Céline Marty, vous êtes doctorante en philosophie, et notamment autrice de l’ouvrage Travailler moins pour vivre mieux. Vos recherches portent principalement sur André Gorz et sur le projet politique d’autogestion qui s’articule à travers l’ensemble de son œuvre. Pouvez-vous, pour commencer, nous raconter comment vous en êtes venue à Gorz, et comment vous avez choisi de lui consacrer une thèse de doctorat ?

J’ai découvert Gorz tout à fait par hasard, dans la librairie Gibert à Paris, où le livre Le fil rouge de l’écologie (édité par Willy Gianinazzi) reposait sur une table. Je l’ai attrapé par curiosité. C’était un petit livre, peu cher, et je l’ai donc acheté. Cela m’a tout de suite parlé car on était loin d’une écologie greenwashing, compatible avec le capitalisme. J’ai également apprécié la dimension anthropocentrée de la perspective gorzienne, qui me paraissait aux antipodes de la valorisation d’une nature sacralisée qui prête le flanc aux dérives de l’écologie de droite. Et je me suis donc dit : tiens, c’est intéressant ça ! Ensuite, c’est l’ouvrage Métamorphoses du travail qui m’a vraiment conquise. Je l’ai lu dans le cadre de ma préparation à l’agrégation de philosophie, dont la thématique portait cette année là sur le travail. J’avais commencé par l’ouvrage de Dominique Méda, Le travail, une valeur en voie de disparition ?, qui m’avait convaincue et qui citait Gorz. J’ai donc poursuivi cette lecture par celle des Métamorphoses. Tout ce qu’il énonce dans cet ouvrage me semblait extrêmement fin et pertinent. Sa critique de la société de services, de l’idéologie du travail, de la valorisation à tout prix de toute création d’emplois, y compris les plus absurdes, mais aussi de la rationalité économique et de son extension aux sphères non-marchandes, y compris le travail domestique. Je trouvais notamment ce dernier aspect très intéressant, car il permet de distinguer le travail au sens d’activité économique d’autres activités laborieuse mais qui échappent à cette rationalité économique. Gorz nous permet ainsi d’échapper à la tendance que nous avons à qualifier tout type d’activités de travail, sans jamais nous poser la question de la diversité de ces activités et des critères permettant de les distinguer.
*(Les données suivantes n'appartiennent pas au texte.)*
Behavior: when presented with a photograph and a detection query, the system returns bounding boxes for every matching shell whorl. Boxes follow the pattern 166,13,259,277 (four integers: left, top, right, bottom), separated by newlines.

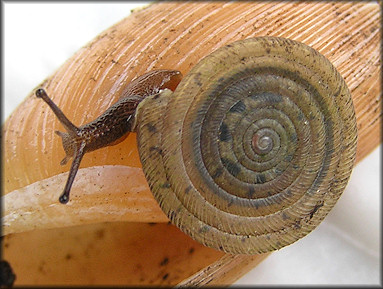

137,37,357,254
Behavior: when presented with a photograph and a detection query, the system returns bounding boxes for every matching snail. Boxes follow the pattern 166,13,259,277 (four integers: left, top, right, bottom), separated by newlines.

36,36,357,254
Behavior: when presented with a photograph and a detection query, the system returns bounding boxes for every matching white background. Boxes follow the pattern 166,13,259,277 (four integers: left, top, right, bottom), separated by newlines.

2,2,381,285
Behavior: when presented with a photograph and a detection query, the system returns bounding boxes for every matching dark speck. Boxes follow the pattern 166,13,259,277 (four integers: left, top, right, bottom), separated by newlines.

219,122,231,142
146,123,157,132
230,101,246,113
221,158,241,177
160,257,169,266
211,168,223,179
255,174,266,184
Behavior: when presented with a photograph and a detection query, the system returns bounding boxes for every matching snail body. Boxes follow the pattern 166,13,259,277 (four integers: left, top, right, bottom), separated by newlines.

37,37,357,254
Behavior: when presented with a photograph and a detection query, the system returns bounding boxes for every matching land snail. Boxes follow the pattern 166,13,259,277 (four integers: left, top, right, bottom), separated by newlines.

36,37,357,254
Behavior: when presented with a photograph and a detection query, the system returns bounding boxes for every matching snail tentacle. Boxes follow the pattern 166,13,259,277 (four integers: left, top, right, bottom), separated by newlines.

36,70,182,204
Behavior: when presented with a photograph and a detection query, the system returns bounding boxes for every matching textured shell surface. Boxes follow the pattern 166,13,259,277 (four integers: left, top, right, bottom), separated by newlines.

138,37,357,254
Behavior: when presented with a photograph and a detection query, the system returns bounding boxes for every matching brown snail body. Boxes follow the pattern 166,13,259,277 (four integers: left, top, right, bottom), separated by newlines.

37,37,357,254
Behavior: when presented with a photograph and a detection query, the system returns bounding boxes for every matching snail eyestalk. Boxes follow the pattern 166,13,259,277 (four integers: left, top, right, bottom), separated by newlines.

36,69,182,204
36,88,78,133
36,88,86,204
59,141,86,204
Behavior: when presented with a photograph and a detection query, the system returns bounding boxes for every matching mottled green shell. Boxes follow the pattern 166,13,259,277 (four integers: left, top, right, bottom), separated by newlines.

138,37,357,254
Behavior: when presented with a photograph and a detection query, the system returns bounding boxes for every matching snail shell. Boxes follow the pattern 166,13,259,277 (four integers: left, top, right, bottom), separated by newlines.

137,37,357,254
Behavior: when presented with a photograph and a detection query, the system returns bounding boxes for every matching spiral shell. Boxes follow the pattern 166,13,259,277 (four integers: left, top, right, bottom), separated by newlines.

138,37,357,254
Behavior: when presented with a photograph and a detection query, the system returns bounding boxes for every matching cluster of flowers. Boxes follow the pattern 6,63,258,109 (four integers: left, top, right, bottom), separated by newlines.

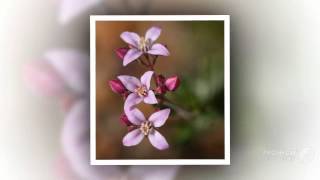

109,27,180,150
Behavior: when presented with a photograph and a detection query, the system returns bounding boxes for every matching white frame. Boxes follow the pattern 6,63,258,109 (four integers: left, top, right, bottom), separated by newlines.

90,15,230,165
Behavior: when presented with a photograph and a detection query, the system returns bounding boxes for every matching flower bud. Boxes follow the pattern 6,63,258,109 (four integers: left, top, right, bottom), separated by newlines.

109,79,126,94
156,74,166,86
155,86,167,94
155,75,167,94
165,76,180,91
116,47,129,60
120,113,132,126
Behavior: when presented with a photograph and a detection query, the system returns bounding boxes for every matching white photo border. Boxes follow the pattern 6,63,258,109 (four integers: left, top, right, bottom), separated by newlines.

90,15,230,165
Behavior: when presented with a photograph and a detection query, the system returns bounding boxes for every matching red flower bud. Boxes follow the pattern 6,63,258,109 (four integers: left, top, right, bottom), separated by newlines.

116,47,129,60
155,86,167,94
155,75,167,94
109,79,126,94
156,74,166,86
120,113,132,126
165,76,180,91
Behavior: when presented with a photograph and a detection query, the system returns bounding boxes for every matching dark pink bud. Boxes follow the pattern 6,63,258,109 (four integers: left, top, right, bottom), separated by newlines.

155,75,167,94
116,47,129,60
109,79,126,94
120,113,132,126
156,74,166,86
155,86,167,94
165,76,180,91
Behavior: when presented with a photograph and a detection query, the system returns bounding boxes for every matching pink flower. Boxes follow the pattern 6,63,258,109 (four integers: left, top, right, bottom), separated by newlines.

120,27,169,66
109,79,127,94
120,113,132,126
58,0,101,24
165,76,180,91
115,47,129,60
122,108,170,150
118,71,158,112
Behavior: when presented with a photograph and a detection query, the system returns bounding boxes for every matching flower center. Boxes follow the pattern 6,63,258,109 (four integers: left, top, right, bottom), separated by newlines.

134,86,148,97
139,37,151,52
140,121,153,136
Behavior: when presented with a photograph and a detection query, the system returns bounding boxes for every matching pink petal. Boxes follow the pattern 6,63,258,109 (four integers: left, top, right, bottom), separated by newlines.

120,31,140,47
126,108,146,125
148,130,169,150
115,47,129,60
128,166,179,180
123,48,143,66
124,93,143,114
118,75,141,92
122,129,144,146
61,100,121,179
44,49,90,94
140,71,153,89
143,90,158,104
24,62,66,96
58,0,101,24
148,108,170,127
165,76,180,91
145,26,161,43
148,43,170,56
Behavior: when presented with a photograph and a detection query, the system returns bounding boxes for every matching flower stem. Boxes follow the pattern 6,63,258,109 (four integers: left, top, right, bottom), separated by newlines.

160,96,195,120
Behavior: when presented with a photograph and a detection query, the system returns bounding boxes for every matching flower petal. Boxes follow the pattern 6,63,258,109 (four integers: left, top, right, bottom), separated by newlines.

140,71,153,89
44,49,90,95
143,90,158,104
118,75,141,92
145,26,161,43
122,129,144,146
120,31,140,47
123,48,143,66
58,0,101,25
148,108,170,127
124,93,143,114
148,130,169,150
148,43,170,56
126,108,146,125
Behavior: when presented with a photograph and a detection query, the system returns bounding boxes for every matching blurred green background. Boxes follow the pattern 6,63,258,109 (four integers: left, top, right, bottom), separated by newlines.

96,21,224,159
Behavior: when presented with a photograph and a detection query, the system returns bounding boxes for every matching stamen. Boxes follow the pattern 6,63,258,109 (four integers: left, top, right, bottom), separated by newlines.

140,121,153,136
134,86,148,97
139,37,150,52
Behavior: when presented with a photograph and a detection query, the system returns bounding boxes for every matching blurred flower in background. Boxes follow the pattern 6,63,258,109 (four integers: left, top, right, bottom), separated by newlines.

25,49,177,180
0,0,320,180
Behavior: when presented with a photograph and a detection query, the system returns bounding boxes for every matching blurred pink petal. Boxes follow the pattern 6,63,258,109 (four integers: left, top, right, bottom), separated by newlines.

148,108,170,127
128,166,179,180
145,26,161,44
148,130,169,150
58,0,101,24
62,100,121,180
45,49,90,95
24,61,65,96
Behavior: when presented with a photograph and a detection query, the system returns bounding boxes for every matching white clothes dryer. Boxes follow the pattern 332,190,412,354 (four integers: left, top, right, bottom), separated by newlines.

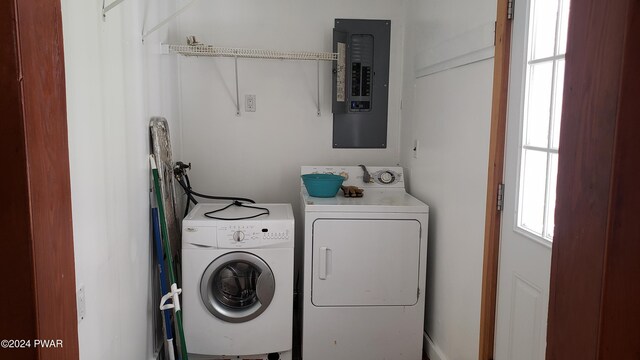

182,203,294,360
301,166,429,360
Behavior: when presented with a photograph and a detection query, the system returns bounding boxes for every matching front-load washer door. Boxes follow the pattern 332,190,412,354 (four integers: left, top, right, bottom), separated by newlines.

311,219,426,306
200,251,276,323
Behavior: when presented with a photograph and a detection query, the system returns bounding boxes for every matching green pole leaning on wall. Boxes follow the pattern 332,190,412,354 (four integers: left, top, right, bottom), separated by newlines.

149,155,188,360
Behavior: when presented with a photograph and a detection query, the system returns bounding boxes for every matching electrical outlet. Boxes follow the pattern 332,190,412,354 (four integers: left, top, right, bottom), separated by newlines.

244,95,256,112
76,285,87,322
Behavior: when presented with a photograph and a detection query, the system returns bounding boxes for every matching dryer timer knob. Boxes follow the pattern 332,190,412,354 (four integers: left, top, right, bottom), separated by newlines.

378,171,396,184
233,231,244,242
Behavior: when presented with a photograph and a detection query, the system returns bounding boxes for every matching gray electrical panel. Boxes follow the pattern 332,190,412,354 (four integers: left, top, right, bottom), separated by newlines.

332,19,391,148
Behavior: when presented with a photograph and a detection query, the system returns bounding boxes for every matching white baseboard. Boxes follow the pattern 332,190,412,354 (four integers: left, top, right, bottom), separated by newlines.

424,331,448,360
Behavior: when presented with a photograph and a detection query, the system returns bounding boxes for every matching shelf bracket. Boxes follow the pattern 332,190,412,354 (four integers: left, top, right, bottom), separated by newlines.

316,58,321,116
102,0,124,20
142,0,198,41
234,55,240,116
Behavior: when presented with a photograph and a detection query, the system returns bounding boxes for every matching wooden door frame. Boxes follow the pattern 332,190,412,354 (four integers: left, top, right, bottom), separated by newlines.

479,0,640,360
478,0,511,360
0,0,79,360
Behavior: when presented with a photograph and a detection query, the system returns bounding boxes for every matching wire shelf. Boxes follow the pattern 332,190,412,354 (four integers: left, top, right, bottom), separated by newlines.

169,44,338,61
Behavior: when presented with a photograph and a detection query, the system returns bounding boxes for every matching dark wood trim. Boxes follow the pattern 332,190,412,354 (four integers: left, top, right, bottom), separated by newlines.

546,0,640,360
479,0,511,360
0,0,79,359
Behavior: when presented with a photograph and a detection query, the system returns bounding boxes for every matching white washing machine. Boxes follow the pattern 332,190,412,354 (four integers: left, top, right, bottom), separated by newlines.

301,166,429,360
182,203,294,360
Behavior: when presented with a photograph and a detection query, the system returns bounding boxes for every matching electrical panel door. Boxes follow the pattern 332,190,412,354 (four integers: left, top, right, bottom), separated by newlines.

332,19,391,148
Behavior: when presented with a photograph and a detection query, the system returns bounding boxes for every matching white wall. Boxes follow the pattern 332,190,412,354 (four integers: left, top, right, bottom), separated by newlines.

179,0,404,208
400,0,496,360
62,0,179,360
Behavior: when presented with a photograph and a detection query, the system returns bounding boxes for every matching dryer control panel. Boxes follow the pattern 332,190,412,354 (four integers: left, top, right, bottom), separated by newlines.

300,166,404,189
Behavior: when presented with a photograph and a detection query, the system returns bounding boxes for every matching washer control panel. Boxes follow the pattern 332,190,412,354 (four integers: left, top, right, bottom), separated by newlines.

217,223,293,248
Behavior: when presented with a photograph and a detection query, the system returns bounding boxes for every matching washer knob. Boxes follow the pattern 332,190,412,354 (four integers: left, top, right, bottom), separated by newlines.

378,171,396,184
233,231,244,242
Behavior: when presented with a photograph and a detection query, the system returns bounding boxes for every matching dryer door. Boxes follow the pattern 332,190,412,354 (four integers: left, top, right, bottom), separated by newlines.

200,251,276,323
311,219,426,306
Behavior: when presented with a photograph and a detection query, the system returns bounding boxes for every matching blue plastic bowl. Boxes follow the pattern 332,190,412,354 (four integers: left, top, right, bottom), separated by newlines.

300,174,344,197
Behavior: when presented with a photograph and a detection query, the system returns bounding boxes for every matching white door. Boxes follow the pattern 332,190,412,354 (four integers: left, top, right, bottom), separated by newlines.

311,219,421,306
494,0,569,360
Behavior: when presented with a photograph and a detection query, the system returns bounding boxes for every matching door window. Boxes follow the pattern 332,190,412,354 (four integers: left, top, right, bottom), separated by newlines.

517,0,569,241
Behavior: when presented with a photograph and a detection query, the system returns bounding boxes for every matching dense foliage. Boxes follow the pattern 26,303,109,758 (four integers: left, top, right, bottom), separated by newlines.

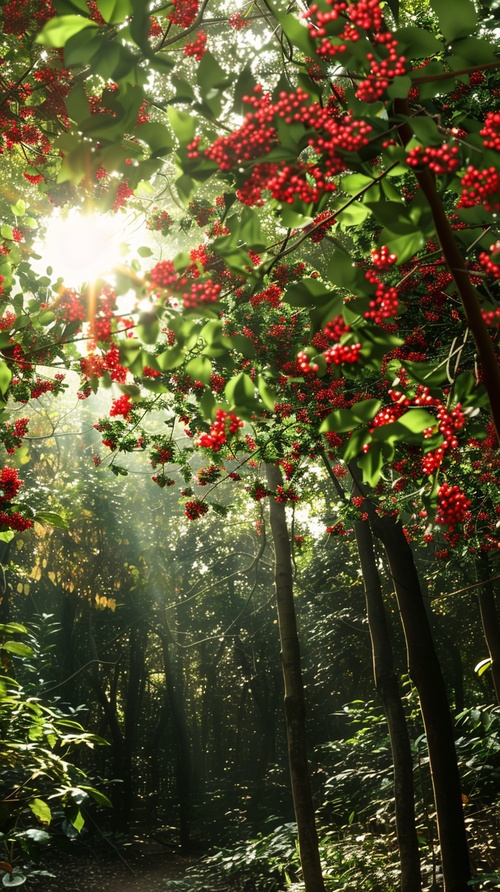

0,0,500,892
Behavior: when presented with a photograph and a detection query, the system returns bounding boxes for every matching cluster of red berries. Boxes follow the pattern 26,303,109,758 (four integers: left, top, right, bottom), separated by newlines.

167,0,200,28
0,511,33,533
0,418,29,455
113,180,134,214
250,285,283,307
356,31,406,102
109,393,132,421
274,486,300,503
406,143,460,176
436,483,472,532
311,211,337,244
457,164,500,212
184,31,207,62
323,344,361,365
0,468,23,502
479,242,500,278
229,12,250,31
184,499,208,520
205,86,371,205
150,444,173,468
59,288,86,322
363,269,399,325
196,409,243,452
146,207,174,235
479,112,500,152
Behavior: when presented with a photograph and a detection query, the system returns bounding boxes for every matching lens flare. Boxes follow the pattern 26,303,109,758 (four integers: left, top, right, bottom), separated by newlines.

40,211,122,288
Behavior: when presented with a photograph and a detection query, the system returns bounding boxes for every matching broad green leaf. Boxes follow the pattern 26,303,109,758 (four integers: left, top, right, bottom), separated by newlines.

186,356,212,384
10,198,26,217
257,375,276,412
357,442,384,486
0,623,28,635
283,279,332,308
35,511,69,530
137,121,174,158
320,399,382,434
0,361,12,396
97,0,133,25
167,105,196,145
76,788,113,808
28,799,52,824
275,11,316,57
394,25,442,59
429,0,477,43
224,372,255,406
1,641,33,657
136,313,160,344
2,873,26,889
388,409,437,434
35,15,98,47
474,657,493,676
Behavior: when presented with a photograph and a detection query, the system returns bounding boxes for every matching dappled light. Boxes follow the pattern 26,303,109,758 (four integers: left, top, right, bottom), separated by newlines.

0,0,500,892
38,210,124,288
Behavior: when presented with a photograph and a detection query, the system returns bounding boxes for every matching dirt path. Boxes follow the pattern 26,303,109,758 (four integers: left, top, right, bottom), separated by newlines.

25,847,189,892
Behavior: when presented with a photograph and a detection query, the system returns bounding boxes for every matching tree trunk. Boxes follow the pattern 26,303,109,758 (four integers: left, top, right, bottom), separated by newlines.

355,521,422,892
158,629,191,851
266,464,325,892
374,501,470,892
478,552,500,704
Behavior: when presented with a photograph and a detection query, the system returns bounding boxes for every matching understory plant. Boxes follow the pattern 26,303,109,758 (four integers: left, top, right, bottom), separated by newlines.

0,622,111,887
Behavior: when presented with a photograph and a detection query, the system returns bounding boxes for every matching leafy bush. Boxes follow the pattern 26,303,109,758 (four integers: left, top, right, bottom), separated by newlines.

0,623,111,887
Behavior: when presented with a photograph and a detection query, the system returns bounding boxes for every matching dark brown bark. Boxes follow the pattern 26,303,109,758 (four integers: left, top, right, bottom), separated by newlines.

266,464,325,892
372,502,470,892
355,521,422,892
478,553,500,704
158,629,191,851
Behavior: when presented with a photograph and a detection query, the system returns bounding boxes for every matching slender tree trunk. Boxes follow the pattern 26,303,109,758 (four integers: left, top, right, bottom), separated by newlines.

159,629,191,851
478,553,500,704
374,501,470,892
355,521,422,892
266,464,325,892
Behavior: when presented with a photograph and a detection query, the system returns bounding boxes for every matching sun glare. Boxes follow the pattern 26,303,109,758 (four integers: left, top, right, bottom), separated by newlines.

41,211,123,288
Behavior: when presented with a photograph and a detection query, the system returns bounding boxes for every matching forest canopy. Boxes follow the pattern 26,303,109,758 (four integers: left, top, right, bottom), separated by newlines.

0,0,500,892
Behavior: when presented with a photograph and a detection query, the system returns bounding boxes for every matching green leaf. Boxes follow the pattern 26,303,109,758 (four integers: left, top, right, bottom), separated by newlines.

328,245,366,290
35,511,69,530
136,313,160,344
0,362,12,396
10,198,26,217
186,356,212,384
28,799,52,824
257,375,276,412
429,0,477,43
275,11,316,57
76,788,113,808
136,121,174,158
320,399,382,434
1,641,33,657
167,105,196,145
224,372,255,406
0,623,28,635
474,657,493,676
35,15,98,47
283,279,332,308
394,25,442,59
97,0,133,25
397,409,437,434
357,442,384,486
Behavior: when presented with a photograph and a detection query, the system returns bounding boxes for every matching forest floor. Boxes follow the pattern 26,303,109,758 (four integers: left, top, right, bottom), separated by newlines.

25,840,192,892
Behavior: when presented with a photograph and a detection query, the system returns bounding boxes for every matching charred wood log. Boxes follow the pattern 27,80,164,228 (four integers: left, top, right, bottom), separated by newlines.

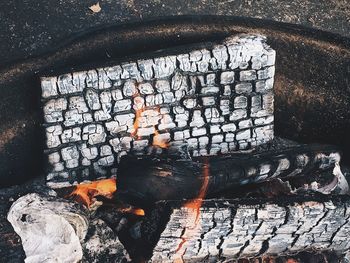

141,197,350,262
118,139,340,202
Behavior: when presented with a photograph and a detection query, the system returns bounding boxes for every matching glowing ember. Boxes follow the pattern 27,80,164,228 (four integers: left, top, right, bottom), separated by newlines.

131,108,144,140
68,178,117,207
153,127,169,149
184,158,210,221
119,207,145,216
176,159,210,255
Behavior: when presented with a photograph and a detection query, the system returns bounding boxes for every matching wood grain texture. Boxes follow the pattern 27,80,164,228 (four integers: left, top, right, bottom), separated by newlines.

144,200,350,262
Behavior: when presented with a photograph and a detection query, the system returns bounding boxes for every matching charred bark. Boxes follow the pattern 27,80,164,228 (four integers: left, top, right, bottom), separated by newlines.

142,197,350,262
118,139,340,202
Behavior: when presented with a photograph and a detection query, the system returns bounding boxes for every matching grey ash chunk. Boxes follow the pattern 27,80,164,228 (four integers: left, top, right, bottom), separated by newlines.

41,35,276,187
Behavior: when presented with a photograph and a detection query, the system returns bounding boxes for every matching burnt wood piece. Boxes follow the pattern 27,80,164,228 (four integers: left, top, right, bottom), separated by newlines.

141,197,350,262
117,138,340,203
41,34,276,188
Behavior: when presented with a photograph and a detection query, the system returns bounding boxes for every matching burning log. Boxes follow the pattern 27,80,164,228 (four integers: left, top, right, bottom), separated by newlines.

141,196,350,262
118,139,340,202
41,34,276,188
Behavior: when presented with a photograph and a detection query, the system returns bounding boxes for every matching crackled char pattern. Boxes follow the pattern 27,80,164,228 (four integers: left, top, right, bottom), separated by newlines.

41,35,276,187
150,201,350,263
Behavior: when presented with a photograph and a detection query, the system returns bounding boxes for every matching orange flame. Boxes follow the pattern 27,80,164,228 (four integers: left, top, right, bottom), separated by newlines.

131,107,169,149
119,207,145,216
184,158,210,221
131,108,144,140
152,127,169,149
175,158,210,254
68,178,117,207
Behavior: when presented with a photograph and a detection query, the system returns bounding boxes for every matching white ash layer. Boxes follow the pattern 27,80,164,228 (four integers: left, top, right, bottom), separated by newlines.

41,35,276,187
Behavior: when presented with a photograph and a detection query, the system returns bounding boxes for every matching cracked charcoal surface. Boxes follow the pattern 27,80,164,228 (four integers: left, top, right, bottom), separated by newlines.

41,35,275,187
151,201,350,262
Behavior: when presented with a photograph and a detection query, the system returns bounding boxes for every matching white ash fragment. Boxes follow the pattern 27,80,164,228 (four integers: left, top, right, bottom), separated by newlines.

82,219,129,263
7,194,88,263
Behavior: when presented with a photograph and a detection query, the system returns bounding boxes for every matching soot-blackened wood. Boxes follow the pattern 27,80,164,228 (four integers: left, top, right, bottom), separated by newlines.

118,139,340,201
141,197,350,262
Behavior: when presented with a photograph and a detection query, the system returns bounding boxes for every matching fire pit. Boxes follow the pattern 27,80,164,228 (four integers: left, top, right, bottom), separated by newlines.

0,16,349,262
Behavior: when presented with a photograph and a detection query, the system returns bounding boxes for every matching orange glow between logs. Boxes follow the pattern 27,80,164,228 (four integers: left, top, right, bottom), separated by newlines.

68,178,117,207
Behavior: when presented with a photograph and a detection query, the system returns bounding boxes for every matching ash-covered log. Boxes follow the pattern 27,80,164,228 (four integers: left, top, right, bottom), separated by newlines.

41,35,276,188
141,197,350,262
118,138,340,203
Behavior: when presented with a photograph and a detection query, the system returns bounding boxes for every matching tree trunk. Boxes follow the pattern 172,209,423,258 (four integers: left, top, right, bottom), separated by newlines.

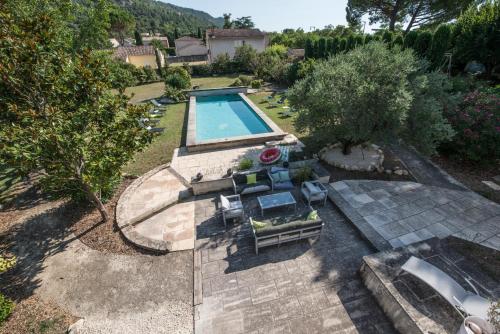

342,141,352,155
82,183,109,223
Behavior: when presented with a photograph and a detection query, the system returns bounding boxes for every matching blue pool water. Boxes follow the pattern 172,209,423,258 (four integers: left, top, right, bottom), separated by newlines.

196,94,272,141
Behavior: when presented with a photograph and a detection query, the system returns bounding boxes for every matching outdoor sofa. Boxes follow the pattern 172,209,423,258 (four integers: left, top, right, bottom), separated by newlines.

233,168,273,195
250,208,324,254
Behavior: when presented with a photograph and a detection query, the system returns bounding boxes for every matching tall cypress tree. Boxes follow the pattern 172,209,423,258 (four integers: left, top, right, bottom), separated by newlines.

134,30,144,45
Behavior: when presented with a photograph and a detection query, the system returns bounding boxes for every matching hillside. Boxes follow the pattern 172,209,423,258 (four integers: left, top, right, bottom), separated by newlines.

113,0,223,35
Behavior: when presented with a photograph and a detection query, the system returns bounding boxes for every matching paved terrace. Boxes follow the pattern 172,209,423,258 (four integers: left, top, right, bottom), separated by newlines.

329,180,500,250
195,192,395,334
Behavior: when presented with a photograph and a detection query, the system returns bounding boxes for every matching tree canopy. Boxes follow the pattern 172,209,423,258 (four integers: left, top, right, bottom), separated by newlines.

346,0,474,32
0,0,151,220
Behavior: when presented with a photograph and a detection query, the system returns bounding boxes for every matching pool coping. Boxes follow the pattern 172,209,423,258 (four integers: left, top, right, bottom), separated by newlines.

186,88,287,152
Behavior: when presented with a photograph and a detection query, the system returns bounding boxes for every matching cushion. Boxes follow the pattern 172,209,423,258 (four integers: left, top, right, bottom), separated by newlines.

307,210,318,220
278,171,290,182
274,181,294,190
247,173,257,184
252,219,267,230
241,184,271,195
220,195,231,210
305,182,321,194
271,173,280,183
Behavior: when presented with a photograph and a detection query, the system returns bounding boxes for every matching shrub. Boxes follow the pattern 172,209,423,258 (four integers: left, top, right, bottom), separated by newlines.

392,35,404,47
403,30,418,49
250,80,263,89
413,31,432,58
444,91,500,162
233,44,257,73
403,71,458,155
382,30,393,45
212,53,233,74
0,293,14,325
429,24,451,69
191,64,212,77
453,1,500,73
238,158,253,170
288,42,417,154
165,67,191,101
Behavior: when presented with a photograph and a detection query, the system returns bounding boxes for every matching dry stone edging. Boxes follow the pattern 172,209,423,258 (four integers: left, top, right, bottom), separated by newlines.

115,164,195,252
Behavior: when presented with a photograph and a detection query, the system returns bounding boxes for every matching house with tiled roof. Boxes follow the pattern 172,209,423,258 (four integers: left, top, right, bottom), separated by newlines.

175,36,208,56
206,29,268,62
113,45,165,68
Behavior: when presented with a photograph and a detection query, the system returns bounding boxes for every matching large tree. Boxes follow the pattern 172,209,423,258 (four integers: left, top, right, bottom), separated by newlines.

346,0,475,32
0,0,151,220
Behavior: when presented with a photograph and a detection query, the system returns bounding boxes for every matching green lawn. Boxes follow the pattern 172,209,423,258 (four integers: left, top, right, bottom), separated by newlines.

125,74,242,103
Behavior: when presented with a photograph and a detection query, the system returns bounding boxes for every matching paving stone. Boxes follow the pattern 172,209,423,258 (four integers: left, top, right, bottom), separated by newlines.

298,289,330,314
221,287,252,311
426,223,453,239
250,280,279,304
270,296,302,321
C’était aussi l’actualité du texte qui m’avait frappée. S’il date de 1988, il pourrait être édité aujourd’hui tant il éclaire encore les problématiques présentes. Et je me demandais donc pourquoi est-ce qu’on ne parlait pas plus de Gorz ! J’étais étonnée par le décalage entre cette relative absence dans le débat public et la pertinence de ses thèses pour comprendre le monde contemporain. C’était évidemment une question de perception, due à des différences de socialisation, car lorsqu’on est biberonné à l’écologie politique on connaît forcément des auteurs tels que Gorz ou Illich. Mais ce n’était pas mon cas, car j’étais plus influencée par la socialisation du milieu académique, laquelle ne m’avait pas transmis Gorz. Même durant mon année d’agrégation, je n’ai pas eu de cours où il était question de Gorz. Je trouvais ça dommage. J’y voyais un manque, quelque chose d’impensé. C’est cela qui m’a animée.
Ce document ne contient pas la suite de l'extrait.